Lauren Goode: No, that’s true.

Katie Drummond: Oh well. That happened.

Lauren Goode: Those did happen.

Katie Drummond: Oh well. Because I’ve been praising all of this because I want to see more. So that’s AI. knew. OK

Lauren Goode: Yes, it’s anyway. Stand out of JD Vance with Pope Leo, that’s true.

Katie Drummond: Oh, I have…yes, of course.

Lauren Goode: Yes. He has not been killed yet.

Michael Calore: Many of these examples are interesting or interesting, but some are more serious. Recently, AI Slop has appeared in current affairs in the Middle East, right?

Katie Drummond: Oh, of course. Yes.

Michael Calore: Politicians and world leaders will forward these things, even knowing they are fake, just because it attracts their sensitivities, and it can help them spread the information they want to spread.

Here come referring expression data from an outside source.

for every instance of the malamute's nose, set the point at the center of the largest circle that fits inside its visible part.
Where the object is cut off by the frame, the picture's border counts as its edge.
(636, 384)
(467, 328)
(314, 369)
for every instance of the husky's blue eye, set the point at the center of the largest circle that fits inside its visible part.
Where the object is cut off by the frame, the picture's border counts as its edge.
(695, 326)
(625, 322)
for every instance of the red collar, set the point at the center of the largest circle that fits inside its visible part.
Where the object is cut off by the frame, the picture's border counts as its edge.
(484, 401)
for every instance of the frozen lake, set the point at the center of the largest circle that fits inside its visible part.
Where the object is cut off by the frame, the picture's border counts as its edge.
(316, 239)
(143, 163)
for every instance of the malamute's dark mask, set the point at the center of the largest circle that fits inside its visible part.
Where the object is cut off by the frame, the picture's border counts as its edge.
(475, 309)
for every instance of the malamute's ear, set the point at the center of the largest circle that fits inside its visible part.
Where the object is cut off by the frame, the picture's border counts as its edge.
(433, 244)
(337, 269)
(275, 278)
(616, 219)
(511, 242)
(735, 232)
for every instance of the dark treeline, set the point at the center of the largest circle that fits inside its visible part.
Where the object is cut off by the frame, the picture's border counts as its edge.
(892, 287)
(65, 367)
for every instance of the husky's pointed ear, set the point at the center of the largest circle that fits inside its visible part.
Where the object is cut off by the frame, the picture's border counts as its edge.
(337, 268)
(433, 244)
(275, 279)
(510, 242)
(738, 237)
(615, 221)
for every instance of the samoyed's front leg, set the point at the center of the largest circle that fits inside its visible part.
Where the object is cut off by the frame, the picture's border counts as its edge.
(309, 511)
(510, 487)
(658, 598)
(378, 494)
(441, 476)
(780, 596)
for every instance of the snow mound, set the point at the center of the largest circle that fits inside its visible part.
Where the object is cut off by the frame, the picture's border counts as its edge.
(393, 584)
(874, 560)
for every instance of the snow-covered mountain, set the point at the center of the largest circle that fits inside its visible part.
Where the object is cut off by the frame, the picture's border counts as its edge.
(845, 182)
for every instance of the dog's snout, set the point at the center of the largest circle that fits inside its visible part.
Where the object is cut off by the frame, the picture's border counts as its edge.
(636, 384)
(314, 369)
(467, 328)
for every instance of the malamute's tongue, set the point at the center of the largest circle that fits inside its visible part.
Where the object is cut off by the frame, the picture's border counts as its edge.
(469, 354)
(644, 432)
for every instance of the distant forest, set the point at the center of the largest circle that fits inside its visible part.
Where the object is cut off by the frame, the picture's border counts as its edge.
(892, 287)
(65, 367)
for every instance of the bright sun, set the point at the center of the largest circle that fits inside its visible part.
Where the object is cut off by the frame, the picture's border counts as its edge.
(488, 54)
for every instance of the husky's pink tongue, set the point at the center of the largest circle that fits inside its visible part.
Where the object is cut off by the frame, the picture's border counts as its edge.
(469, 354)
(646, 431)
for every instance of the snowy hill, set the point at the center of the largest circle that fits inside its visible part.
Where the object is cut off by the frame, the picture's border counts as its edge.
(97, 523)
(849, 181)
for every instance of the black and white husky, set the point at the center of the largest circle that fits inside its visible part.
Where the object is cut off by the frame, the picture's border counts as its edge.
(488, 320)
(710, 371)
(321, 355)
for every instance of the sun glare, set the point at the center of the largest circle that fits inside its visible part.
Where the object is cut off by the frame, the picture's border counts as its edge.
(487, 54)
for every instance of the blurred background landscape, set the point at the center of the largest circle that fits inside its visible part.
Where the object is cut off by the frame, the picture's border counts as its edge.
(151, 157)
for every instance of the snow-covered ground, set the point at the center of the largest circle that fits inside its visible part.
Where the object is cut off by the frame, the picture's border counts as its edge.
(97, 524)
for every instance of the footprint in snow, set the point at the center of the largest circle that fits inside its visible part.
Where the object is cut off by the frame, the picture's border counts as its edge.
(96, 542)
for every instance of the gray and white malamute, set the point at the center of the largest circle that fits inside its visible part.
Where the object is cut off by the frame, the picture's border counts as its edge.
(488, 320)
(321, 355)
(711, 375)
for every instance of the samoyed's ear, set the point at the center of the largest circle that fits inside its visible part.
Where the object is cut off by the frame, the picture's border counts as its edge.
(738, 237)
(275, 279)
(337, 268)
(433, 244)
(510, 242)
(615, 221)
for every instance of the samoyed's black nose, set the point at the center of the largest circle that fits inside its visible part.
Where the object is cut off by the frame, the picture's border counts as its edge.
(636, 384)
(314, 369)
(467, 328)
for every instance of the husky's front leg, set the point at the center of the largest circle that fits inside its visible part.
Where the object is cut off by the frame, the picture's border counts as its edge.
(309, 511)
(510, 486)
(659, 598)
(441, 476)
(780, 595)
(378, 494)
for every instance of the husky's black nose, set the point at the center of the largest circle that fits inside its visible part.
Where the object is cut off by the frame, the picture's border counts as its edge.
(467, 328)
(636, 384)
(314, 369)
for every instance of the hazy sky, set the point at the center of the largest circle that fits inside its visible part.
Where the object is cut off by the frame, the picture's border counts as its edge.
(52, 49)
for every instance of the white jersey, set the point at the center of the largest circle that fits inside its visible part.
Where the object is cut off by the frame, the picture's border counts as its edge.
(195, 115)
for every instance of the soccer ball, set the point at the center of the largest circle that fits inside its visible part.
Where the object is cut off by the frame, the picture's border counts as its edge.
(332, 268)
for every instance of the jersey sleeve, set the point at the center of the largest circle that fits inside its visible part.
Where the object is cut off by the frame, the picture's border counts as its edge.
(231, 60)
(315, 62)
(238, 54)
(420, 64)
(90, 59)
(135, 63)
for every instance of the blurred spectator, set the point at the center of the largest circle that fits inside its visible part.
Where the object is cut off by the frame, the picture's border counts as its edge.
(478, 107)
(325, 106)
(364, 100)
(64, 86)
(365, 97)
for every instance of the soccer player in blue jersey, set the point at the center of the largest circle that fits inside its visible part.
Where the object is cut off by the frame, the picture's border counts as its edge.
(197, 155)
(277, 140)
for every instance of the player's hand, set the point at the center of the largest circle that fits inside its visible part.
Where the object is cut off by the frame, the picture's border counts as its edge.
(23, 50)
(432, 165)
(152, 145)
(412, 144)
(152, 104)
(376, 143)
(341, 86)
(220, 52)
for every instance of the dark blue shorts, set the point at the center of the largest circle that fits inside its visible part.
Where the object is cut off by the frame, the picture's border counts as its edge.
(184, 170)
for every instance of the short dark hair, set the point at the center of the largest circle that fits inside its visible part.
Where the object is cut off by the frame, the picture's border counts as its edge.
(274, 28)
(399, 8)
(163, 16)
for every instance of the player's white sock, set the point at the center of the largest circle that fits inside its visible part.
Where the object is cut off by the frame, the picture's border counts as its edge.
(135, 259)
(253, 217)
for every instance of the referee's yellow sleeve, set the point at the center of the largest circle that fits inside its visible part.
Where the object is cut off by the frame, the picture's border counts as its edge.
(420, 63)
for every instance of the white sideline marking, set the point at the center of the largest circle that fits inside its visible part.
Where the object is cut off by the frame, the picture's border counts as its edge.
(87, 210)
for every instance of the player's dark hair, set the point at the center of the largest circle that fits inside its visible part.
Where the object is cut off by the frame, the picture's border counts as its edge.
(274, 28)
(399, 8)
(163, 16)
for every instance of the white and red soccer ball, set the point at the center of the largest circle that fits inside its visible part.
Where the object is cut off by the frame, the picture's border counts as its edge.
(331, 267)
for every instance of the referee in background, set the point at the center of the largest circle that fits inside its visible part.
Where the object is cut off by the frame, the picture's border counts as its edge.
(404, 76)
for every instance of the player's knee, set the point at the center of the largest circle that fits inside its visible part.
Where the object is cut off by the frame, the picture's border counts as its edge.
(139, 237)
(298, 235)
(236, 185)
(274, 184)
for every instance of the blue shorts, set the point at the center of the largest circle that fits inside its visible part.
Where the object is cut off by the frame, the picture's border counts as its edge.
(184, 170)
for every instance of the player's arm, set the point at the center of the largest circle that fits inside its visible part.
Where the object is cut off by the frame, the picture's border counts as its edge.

Katie Drummond: Oh, and when I feel stressed and uncomfortable, I joke, I want to say it’s incredibly uncomfortable and stressful. I think you all agree that I am a journalist now. Try to be the editor-in-chief and let me tell you. In fact, watching AI is radiating across the internet, on all of these platforms, and sometimes consumers mistake it for both news and media. Once again, because of the way AI, because of the way AI changes the way people are accessing information, so because of the way AI is, we are in the moment of survival of news and media. The publisher is essentially in the crosshair of all of this again, to add to the insult of injury, then you open Tiktok, Jesus and Donald Trump are fishing, like it’s everywhere. If you are a journalist, it’s like it’s around because you’re going through the slope itself. You’re seeing what it does online for information landscapes, and then you’re banging your head against a brick wall because Google does that, or something else outlined by AI, and suddenly I invented the numbers. I’m indeed inventing the numbers, but suddenly your search traffic drops by 50%, which has survival consequences for publishers. And this weird thing caught my attention, Kate, you’ve reported this, which is what AI-generated content is actually like the features of some websites and actually works very well for them. Therefore, it was found that on LinkedIn, everyone’s favorite social network, more than 54% of English articles are likely to be AI-generated. Now, LinkedIn says they monitor posts to identify low-quality and repetitive content, but AI may indeed be good at LinkedIn because generic, bland writing is what LinkedIn thrives. I think it’s interesting. This isn’t necessarily a good thing, but it’s just another sign of how Pervasive Generative AI is online.